Hell Is Other People's Misconceptions

New Delhi from space, photographed by the ESA's Copernicus Sentinel-2 satellites

Spend enough time on Reddit, and you inevitably learn odd things about other people. I've learned, for example, that if you put an unlabeled map of a fictional world (or even the real one) in front of a bunch of nerds and ask them where civilizations should develop and where large cities should appear, the vast majority of them will point to the mouths or deltas of that map's largest rivers. Which is wrong! And who can stand to see other people be wrong on the internet? Not I.

* * * 

You can get pretty far into the weeds trying to define “civilization” and pinpoint the places where it independently arose, but it's not much of an oversimplification to say that it happened, at least on our planet, in river valleys. In valleys along the Mexican Gulf Coast, the Olmec civilization emerged; in valleys along the Peruvian Pacific Coast, the Caral–Supe civilization. (These were actually pretty close to the sea, with cities like La Venta and Caral being within a day's walking distance of the shore, but still: river valleys.) The Egyptian civilization, famously, emerged in the Nile valley, far upstream of the river's enormous delta. Where exactly civilization first appeared in the Fertile Crescent is kind of an open question, but all of the likely sites are, you guessed it, river valleys, and of course the famous city-states that went on to invent writing, math, the wheel, and boots appeared along the banks of the Tigris and Euphrates. Likewise, the exact spot where civilization first appeared in China, insofar as you can identity such a thing exactly (you can't), is disputed, but basically: the Yellow, Yangtze, and Liao valleys. And the Indus Valley Civilization? It's right there in the name.

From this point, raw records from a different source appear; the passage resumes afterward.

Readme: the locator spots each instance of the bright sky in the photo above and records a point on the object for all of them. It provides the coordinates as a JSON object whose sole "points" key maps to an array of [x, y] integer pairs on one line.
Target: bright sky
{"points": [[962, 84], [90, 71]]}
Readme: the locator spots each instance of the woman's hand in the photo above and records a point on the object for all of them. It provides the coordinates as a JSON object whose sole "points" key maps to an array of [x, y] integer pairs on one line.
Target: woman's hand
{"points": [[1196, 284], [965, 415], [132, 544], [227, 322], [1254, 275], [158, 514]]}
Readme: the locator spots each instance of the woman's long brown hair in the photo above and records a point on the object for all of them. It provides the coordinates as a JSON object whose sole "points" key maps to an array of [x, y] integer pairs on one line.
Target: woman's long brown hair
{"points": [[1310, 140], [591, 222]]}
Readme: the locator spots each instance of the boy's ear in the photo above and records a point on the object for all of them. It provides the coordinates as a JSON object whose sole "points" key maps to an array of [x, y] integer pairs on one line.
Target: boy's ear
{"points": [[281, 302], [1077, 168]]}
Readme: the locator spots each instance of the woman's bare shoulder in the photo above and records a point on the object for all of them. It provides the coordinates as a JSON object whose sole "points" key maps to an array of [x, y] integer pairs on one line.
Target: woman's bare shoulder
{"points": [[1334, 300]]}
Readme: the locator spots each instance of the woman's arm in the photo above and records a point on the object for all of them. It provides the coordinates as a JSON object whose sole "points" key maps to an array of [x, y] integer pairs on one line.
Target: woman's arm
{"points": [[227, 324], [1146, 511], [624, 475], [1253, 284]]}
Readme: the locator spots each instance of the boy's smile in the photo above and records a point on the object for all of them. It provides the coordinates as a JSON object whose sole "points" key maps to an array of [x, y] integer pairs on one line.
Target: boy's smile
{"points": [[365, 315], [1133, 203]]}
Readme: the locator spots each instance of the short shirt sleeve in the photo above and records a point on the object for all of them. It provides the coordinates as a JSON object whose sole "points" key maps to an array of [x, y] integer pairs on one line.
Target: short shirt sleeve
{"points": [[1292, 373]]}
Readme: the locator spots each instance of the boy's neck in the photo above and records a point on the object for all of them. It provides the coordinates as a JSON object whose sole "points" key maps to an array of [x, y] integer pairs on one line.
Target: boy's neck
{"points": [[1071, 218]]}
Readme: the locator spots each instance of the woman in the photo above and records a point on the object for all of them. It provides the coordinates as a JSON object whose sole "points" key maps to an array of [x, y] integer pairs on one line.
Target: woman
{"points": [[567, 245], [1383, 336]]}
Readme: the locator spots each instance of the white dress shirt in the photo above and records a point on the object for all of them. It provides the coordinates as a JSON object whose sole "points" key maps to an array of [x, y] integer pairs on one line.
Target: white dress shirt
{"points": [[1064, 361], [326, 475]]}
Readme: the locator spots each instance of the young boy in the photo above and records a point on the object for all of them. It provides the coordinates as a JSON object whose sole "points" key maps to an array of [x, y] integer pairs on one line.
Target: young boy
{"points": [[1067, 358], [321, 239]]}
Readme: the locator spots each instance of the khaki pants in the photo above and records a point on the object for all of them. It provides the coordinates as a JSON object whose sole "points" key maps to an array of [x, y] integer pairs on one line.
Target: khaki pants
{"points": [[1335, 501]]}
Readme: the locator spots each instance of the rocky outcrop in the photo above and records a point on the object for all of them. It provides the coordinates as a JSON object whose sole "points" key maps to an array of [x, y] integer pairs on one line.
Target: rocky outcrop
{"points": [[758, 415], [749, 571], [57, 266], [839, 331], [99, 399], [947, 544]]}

So, okay, they form upstream, but then they move down to the shore, right? Well, yes and no. Mostly no, at least until modern times. River mouths were generally unsuitable for ancient cities both because of a lack of fresh water (estuarine water is brackish) and because river sedimentation caused floods and led the watercourse to shift regularly, which could drown a settlement or leave it stranded inland. Dredging, canal-building, and aqueducts (among other technologies) made it feasible to put large cities near river mouths, but even then, a city like Alexandria is actually well to the west of the river. (And of course Alexandria was a classical-era Greek city, not an ancient Egyptian one; every major ancient Egyptian city was built above the Nile delta, and even Canopus and Heracleion, the much smaller predecessors of Alexandria, were just west of the delta.)

Many major ancient port cities, like Carthage and Constantinople, weren't built anywhere near major rivers, but rather on peninsulas that controlled sea lanes; they depended on huge rainwater cisterns and aqueducts to sustain them. Few major Mesoamerican cities were built on the coast, and fewer still along large rivers. The one urban civilization in North America that built along a major river, the Mississippians, did so 1,000 kilometers from the ocean.

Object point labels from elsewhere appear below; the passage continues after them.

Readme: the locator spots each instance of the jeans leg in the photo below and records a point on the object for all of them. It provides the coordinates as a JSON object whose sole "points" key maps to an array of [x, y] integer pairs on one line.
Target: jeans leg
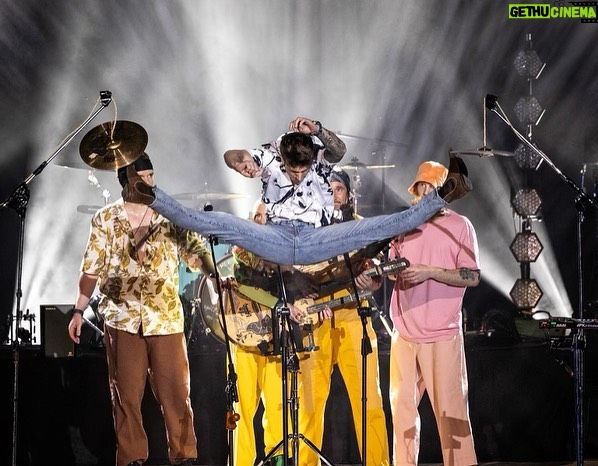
{"points": [[267, 241], [318, 244], [297, 242]]}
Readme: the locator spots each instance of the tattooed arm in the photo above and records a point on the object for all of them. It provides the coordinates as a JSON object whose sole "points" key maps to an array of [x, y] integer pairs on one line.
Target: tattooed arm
{"points": [[418, 273], [335, 148]]}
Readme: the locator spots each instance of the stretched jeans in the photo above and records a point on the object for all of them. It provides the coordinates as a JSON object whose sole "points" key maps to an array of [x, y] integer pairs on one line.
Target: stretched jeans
{"points": [[295, 242]]}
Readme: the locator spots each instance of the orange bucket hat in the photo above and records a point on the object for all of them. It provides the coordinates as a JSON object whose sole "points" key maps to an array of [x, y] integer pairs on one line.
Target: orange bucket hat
{"points": [[431, 172]]}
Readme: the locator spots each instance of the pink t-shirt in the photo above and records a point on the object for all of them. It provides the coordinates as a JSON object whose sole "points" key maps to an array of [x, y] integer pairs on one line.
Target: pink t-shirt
{"points": [[431, 311]]}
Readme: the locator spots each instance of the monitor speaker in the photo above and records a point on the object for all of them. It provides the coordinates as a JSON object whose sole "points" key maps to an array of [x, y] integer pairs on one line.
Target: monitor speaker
{"points": [[55, 319]]}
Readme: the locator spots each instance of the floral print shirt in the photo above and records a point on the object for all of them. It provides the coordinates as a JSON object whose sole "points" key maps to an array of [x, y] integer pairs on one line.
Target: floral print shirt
{"points": [[139, 295]]}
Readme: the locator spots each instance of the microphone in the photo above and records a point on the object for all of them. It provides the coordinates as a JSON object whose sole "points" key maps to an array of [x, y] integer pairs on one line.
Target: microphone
{"points": [[105, 97], [490, 101]]}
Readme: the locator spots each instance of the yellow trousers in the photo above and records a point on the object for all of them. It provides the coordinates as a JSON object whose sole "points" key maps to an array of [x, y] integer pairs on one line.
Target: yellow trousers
{"points": [[259, 377], [341, 345]]}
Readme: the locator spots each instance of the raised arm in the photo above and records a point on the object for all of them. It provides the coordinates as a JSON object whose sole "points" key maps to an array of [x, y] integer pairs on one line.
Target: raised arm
{"points": [[335, 148]]}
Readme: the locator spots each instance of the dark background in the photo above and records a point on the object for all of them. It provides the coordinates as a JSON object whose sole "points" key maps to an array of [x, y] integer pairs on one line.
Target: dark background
{"points": [[400, 81]]}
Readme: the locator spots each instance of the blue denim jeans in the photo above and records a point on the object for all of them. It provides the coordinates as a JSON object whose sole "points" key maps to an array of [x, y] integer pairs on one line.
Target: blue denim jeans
{"points": [[296, 242]]}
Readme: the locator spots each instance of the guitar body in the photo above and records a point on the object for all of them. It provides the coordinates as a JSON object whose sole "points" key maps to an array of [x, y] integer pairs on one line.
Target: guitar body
{"points": [[248, 322]]}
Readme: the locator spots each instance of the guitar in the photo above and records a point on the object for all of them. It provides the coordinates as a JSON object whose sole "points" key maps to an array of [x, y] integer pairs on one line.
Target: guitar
{"points": [[310, 306], [248, 310]]}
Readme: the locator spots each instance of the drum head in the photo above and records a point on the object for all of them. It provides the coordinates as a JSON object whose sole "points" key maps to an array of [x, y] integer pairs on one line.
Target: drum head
{"points": [[209, 307]]}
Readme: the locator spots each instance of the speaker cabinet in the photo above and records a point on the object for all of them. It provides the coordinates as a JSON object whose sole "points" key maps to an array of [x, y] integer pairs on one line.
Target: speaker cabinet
{"points": [[55, 319]]}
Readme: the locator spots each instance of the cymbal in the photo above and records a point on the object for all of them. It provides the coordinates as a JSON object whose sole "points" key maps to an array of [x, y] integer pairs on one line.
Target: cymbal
{"points": [[355, 165], [113, 145], [483, 152], [88, 209], [207, 196], [371, 140]]}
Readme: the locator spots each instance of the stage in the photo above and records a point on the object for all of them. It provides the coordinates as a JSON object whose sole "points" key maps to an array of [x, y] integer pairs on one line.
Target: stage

Even today, most of the world's largest cities are not coastal. Delhi, São Paulo, Mexico City, Chengdu, Cairo, Beijing, Dhaka, Tehran, Kolkata, Guangzhou, Moscow, Paris, Seoul, London, Kuala Lumpur, Johannesburg, Kinshasa, Wuhan, Riyadh: all inland. Most of the major coastal cities today have colonial-era foundations (Karachi, New York, Rio de Janeiro, Buenos Aires, Chennai, Mumbai, Lagos, Manila, etc.) or are otherwise recent developments (Tianjin, Shenzhen, Saint Petersburg, Dubai, etc.).

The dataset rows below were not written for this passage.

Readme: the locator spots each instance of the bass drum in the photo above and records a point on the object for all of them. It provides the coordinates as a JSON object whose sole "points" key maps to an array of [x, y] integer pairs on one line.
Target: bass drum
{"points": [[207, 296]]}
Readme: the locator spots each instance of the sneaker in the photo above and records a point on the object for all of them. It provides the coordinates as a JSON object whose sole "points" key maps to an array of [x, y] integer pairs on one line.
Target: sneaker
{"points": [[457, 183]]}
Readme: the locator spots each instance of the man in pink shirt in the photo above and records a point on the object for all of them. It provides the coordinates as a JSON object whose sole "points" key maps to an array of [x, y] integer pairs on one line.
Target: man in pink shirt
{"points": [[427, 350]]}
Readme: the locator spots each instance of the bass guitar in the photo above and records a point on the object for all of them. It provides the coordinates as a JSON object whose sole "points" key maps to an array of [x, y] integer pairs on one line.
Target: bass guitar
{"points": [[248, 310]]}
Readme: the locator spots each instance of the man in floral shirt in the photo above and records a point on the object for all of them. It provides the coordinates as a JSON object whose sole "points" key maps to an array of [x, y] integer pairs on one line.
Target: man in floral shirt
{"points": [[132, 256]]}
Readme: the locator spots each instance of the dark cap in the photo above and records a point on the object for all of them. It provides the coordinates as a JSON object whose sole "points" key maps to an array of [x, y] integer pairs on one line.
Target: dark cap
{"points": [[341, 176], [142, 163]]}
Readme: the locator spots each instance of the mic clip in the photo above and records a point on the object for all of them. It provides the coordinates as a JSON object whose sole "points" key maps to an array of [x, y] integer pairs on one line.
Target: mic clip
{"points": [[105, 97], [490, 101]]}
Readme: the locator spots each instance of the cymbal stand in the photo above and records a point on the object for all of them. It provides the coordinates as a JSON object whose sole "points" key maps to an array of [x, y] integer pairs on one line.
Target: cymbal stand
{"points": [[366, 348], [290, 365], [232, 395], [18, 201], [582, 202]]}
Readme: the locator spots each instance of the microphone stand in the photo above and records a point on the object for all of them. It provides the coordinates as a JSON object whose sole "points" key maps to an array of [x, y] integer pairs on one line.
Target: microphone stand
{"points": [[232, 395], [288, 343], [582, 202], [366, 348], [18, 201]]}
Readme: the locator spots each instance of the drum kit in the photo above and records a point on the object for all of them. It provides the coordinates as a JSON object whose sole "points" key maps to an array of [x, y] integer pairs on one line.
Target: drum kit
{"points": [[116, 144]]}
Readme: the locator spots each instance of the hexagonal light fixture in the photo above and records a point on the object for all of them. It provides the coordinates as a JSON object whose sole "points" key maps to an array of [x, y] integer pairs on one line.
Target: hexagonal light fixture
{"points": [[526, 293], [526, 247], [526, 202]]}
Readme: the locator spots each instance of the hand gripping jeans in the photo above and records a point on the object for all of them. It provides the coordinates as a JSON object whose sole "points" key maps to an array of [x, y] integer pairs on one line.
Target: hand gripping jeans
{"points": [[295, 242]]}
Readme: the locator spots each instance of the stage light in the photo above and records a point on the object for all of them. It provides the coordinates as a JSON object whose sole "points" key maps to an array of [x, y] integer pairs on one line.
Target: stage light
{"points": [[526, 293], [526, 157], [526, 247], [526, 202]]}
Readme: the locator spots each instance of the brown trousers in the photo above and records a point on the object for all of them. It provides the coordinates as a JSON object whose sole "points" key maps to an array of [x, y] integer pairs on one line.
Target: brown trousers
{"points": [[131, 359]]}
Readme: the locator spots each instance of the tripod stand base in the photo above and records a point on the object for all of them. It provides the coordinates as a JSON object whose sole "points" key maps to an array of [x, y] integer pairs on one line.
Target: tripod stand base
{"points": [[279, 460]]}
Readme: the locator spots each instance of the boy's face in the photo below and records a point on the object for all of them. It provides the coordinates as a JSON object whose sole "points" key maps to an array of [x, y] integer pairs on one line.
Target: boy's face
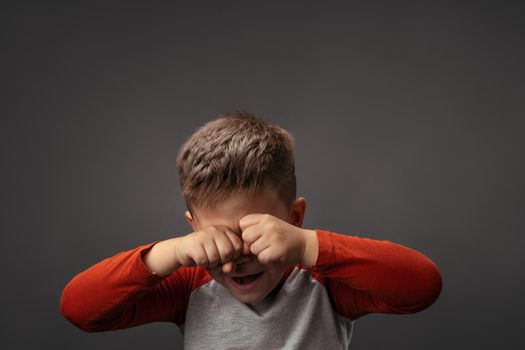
{"points": [[228, 213]]}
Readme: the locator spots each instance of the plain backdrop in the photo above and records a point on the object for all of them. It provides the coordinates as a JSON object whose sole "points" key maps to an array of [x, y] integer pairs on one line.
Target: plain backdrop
{"points": [[408, 119]]}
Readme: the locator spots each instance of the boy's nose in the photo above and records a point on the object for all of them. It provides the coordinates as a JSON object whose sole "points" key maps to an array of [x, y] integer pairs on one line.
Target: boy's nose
{"points": [[243, 259]]}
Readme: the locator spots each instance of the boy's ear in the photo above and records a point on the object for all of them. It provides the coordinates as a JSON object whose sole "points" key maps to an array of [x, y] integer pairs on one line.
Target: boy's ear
{"points": [[297, 211], [189, 218]]}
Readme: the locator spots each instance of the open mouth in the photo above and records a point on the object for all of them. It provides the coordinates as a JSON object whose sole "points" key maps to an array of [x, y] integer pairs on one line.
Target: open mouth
{"points": [[246, 280]]}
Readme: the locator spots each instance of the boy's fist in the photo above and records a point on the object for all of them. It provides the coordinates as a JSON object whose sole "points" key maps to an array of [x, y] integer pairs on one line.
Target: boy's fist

There are some interesting exceptions (most big Japanese cities, and particularly Osaka, which has been a major port for almost 2,000 years; Jakarta; Shanghai and Hangzhou; and of course Istanbul), but they are unusual. Even with centuries of colonialism and globalized trade having driven the development of huge ports on every populated seaboard, and in spite of a colossal population boom in the last hundred years, the vast majority of the world's population still lives inland; fewer than 30% of us live within 50 kilometers of the coast.